As Shakespeare wrote, “all that lives must die, passing through nature to eternity” (Hamlet, Act 1, Scene 2). Even those alive at the Second Coming will pass through death: it is the doorway to eternal life. It is also the final moment of decision, the final moment in which we can influence our eternal fate.

This might seem unfair, and many modern speculations about the afterlife try to do away with the possibility of damnation (by saving or annihilating the damned), or indefinitely extend the time in which we can make morally significant choices (by reincarnation). Such theories rob life of its significance. This is the time of action: it is what we do now that matters, and it matters a great deal: “the night cometh, when no man can work” (John 9:4).
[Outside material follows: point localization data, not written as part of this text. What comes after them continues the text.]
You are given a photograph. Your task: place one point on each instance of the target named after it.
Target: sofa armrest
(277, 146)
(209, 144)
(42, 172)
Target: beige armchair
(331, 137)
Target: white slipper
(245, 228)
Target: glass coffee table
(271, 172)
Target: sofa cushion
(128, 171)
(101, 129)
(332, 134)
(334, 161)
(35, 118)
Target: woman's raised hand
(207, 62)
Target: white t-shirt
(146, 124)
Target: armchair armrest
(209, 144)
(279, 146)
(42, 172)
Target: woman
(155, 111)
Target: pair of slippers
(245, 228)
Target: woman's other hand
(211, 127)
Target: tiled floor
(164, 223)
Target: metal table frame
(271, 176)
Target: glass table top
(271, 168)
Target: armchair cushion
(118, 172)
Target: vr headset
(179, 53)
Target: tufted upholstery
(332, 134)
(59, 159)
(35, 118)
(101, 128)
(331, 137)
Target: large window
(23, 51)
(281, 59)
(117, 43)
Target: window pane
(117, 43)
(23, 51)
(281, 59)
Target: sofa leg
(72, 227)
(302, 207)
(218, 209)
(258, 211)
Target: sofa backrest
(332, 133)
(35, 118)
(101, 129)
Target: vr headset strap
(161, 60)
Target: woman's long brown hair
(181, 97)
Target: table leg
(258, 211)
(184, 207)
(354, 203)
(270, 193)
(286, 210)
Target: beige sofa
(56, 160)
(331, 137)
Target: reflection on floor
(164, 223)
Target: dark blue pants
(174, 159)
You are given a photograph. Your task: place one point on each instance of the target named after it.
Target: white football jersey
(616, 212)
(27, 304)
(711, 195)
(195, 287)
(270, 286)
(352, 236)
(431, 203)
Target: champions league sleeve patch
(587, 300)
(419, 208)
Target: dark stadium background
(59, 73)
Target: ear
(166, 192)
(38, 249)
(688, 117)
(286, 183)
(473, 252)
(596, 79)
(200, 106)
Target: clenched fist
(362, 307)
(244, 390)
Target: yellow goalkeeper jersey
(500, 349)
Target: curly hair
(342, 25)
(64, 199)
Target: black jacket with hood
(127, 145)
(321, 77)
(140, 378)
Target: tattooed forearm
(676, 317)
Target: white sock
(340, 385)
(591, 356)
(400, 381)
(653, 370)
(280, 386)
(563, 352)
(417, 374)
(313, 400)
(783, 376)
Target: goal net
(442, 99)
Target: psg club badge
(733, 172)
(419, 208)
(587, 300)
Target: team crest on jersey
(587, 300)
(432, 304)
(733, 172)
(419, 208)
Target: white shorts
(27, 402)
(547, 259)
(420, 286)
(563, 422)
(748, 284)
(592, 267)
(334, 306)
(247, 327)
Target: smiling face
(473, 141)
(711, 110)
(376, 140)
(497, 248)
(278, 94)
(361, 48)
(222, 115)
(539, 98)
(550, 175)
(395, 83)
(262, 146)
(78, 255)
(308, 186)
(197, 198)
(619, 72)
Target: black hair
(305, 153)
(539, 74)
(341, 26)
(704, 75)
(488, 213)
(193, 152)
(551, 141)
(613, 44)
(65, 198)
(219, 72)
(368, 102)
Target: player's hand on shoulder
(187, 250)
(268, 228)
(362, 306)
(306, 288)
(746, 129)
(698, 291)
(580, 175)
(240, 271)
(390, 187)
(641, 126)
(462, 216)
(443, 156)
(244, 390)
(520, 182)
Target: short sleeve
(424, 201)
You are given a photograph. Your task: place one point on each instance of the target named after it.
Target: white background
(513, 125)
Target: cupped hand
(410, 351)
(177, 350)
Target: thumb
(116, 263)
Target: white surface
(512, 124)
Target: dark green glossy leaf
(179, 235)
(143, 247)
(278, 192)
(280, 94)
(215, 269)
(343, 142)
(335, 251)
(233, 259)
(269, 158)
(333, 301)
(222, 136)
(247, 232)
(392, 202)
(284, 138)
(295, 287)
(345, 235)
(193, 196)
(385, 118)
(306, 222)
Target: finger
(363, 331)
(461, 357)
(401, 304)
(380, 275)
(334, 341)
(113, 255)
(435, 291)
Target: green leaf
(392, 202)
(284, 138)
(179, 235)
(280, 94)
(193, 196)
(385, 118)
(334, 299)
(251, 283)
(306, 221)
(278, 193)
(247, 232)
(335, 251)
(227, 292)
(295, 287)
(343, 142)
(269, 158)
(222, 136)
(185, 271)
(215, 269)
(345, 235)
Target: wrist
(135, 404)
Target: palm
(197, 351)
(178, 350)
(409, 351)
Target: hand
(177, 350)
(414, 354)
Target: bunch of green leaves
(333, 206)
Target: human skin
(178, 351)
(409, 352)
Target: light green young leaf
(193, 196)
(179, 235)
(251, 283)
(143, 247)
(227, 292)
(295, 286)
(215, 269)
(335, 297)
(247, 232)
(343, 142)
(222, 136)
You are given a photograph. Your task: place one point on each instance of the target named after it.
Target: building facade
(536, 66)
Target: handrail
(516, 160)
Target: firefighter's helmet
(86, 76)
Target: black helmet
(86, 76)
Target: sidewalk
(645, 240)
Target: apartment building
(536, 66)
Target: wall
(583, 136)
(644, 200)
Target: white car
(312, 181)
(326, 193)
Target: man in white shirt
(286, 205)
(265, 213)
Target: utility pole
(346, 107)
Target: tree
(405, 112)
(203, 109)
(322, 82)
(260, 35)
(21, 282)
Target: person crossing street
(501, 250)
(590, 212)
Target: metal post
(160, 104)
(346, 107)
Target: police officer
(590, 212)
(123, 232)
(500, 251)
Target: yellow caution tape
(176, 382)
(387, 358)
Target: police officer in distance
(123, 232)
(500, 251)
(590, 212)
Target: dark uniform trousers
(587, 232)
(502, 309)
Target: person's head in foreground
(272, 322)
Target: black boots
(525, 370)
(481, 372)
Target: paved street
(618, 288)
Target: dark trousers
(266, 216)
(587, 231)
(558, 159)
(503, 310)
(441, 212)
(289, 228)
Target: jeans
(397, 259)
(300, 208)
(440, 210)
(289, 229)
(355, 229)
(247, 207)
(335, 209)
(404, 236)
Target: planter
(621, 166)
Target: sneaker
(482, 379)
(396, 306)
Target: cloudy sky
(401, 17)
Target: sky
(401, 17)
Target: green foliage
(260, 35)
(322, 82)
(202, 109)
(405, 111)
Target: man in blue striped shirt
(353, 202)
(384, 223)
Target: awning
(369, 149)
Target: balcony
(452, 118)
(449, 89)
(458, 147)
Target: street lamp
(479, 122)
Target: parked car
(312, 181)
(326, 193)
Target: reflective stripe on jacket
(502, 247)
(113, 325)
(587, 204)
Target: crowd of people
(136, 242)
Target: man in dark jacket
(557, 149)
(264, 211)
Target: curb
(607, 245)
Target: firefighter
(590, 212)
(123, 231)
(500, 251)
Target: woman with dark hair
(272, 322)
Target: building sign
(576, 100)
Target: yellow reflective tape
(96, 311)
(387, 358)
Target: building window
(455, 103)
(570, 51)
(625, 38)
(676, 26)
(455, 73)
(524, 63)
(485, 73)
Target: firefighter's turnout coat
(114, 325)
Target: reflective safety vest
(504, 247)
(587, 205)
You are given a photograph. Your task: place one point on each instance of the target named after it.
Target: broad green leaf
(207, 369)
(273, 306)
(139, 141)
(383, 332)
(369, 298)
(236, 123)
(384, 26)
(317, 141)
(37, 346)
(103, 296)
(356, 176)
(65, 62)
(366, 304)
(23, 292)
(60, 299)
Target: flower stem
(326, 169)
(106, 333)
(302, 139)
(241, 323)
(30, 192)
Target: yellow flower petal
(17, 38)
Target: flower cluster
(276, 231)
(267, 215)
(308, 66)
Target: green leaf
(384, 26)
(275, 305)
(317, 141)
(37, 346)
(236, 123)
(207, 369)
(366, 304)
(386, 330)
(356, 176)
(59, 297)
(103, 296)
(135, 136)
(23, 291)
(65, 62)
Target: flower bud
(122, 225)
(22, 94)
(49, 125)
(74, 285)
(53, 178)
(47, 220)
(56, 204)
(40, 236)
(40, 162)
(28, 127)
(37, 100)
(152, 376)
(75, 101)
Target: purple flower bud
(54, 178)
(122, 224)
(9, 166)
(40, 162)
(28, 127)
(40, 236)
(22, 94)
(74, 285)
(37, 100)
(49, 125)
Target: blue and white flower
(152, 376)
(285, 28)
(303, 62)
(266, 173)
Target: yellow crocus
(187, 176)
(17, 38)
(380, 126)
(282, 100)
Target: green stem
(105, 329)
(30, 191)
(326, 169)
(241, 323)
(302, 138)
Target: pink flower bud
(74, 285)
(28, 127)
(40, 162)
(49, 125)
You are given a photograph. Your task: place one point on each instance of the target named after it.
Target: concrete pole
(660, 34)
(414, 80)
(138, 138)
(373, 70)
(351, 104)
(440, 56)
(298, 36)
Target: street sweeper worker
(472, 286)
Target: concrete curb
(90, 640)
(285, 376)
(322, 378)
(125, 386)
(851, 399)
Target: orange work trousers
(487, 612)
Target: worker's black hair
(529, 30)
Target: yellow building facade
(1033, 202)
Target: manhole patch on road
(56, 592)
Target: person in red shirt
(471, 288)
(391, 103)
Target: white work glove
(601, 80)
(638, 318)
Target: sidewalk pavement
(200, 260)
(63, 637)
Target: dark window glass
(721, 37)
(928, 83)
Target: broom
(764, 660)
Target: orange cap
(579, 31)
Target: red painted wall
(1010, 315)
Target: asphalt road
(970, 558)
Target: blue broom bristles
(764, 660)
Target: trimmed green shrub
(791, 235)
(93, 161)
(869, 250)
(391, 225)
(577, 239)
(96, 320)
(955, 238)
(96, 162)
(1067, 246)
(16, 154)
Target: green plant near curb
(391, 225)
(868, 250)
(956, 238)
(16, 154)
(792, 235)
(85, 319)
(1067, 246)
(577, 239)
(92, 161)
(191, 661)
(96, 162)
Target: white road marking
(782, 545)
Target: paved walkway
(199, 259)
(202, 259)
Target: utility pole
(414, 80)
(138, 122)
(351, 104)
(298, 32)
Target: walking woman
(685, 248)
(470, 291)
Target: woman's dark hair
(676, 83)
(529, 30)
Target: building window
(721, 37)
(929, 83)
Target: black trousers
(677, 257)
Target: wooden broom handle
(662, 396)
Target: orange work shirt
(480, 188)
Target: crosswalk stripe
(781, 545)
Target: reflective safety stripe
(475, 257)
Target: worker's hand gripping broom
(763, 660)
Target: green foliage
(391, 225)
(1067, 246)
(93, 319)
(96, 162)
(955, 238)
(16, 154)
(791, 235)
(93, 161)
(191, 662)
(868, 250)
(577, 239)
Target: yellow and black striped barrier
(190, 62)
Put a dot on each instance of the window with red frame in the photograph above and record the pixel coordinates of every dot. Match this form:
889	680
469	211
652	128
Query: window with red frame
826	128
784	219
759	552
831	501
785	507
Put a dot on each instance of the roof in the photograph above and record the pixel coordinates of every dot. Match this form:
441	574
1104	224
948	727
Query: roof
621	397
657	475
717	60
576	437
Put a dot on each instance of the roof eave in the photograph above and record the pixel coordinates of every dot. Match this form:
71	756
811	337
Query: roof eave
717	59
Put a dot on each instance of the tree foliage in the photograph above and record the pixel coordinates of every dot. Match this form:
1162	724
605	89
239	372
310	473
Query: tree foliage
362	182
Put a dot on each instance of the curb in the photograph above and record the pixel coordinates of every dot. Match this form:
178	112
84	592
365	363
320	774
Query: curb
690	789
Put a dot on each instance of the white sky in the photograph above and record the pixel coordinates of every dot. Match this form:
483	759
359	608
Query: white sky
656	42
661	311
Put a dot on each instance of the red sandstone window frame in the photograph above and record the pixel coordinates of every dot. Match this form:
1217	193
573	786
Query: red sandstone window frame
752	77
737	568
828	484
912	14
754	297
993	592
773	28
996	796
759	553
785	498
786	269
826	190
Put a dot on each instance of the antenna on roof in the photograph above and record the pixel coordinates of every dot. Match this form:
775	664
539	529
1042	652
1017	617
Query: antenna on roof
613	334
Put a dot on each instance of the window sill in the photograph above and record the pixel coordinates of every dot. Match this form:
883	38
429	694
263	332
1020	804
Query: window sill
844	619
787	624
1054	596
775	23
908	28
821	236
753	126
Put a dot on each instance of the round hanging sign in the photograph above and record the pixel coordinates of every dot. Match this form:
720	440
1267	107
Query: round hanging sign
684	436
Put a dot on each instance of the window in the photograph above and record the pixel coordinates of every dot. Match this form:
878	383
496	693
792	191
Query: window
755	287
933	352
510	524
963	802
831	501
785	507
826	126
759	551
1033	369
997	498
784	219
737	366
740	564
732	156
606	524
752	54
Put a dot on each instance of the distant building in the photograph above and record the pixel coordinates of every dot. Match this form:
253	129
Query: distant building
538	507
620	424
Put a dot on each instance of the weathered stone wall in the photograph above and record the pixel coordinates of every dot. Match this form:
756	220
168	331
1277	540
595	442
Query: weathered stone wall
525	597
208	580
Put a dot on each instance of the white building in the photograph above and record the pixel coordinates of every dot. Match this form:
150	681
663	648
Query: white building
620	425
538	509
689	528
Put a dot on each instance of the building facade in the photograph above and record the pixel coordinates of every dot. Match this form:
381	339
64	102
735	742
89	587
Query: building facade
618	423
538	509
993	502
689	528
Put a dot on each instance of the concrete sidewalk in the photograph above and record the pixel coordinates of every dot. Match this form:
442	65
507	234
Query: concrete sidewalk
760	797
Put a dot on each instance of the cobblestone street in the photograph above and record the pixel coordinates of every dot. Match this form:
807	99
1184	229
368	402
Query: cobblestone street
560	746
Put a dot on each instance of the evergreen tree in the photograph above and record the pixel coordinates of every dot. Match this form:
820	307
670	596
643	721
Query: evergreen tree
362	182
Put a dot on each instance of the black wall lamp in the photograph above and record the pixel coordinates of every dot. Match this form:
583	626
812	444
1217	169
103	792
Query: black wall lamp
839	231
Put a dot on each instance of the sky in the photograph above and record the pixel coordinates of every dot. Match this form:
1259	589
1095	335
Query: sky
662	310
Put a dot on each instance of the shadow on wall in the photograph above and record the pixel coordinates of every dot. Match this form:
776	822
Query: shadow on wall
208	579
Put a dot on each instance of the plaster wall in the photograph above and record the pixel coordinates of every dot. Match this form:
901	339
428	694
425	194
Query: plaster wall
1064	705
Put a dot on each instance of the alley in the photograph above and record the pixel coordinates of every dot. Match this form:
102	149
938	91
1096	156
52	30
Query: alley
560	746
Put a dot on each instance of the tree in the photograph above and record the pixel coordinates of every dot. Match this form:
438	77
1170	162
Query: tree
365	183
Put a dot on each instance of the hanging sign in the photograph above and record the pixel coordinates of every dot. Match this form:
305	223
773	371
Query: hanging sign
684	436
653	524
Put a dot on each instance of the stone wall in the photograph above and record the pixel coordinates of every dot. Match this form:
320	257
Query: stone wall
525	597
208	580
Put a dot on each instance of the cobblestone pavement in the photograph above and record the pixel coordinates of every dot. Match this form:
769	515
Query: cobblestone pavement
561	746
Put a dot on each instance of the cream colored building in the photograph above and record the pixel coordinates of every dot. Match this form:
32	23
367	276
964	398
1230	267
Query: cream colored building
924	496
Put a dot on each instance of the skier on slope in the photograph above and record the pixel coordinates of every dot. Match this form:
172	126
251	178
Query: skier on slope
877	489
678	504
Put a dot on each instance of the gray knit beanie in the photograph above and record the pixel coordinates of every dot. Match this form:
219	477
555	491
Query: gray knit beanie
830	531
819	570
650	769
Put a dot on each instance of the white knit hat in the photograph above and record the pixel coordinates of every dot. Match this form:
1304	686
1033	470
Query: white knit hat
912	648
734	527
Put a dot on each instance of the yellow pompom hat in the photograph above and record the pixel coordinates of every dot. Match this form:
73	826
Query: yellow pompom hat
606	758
If it doesn’t matter very much, or at all, we might as well not bother.

If death is important, we need to prepare ourselves for it, and we can do that only if we allow ourselves to think about it. A long artistic tradition seeks to remind us of death through painting and sculpture. Some of it may seem a bit gruesome for modern tastes, but the grim reality of death can’t be brushed aside forever. The meditation on death to which this invites us is not an invitation to despair and passivity; rather, it should be a stimulus to renewed effort, to make the most of the life that God has granted us.

Indeed, to make the most of life, bearing in mind the reality of death, is not to close our eyes to death and have as much fun as possible—often at the expense of other people. It is rather to follow the advice of St. Paul: “Let us not tire of doing good” (Gal. 6:9).

It is in this spirit that paintings of the saints sometimes include a skull sitting on a desk: they are depicted as having a memento mori, as many pious persons did. It is a custom we would do well to revive, at a time when people behave as if they were immortal, and then find it difficult to face their own death, or to accompany another through the final stage of life. An even better way of remembering death, though, is to remember the dead, observing a period of mourning for deceased loved ones—not of gloom, but of remembrance and prayer. As Hamlet bitterly remarks of his mother’s truncated remembrance of her husband, “there’s hope a great man’s memory may outlive his life half a year” (Act 3, Scene 2).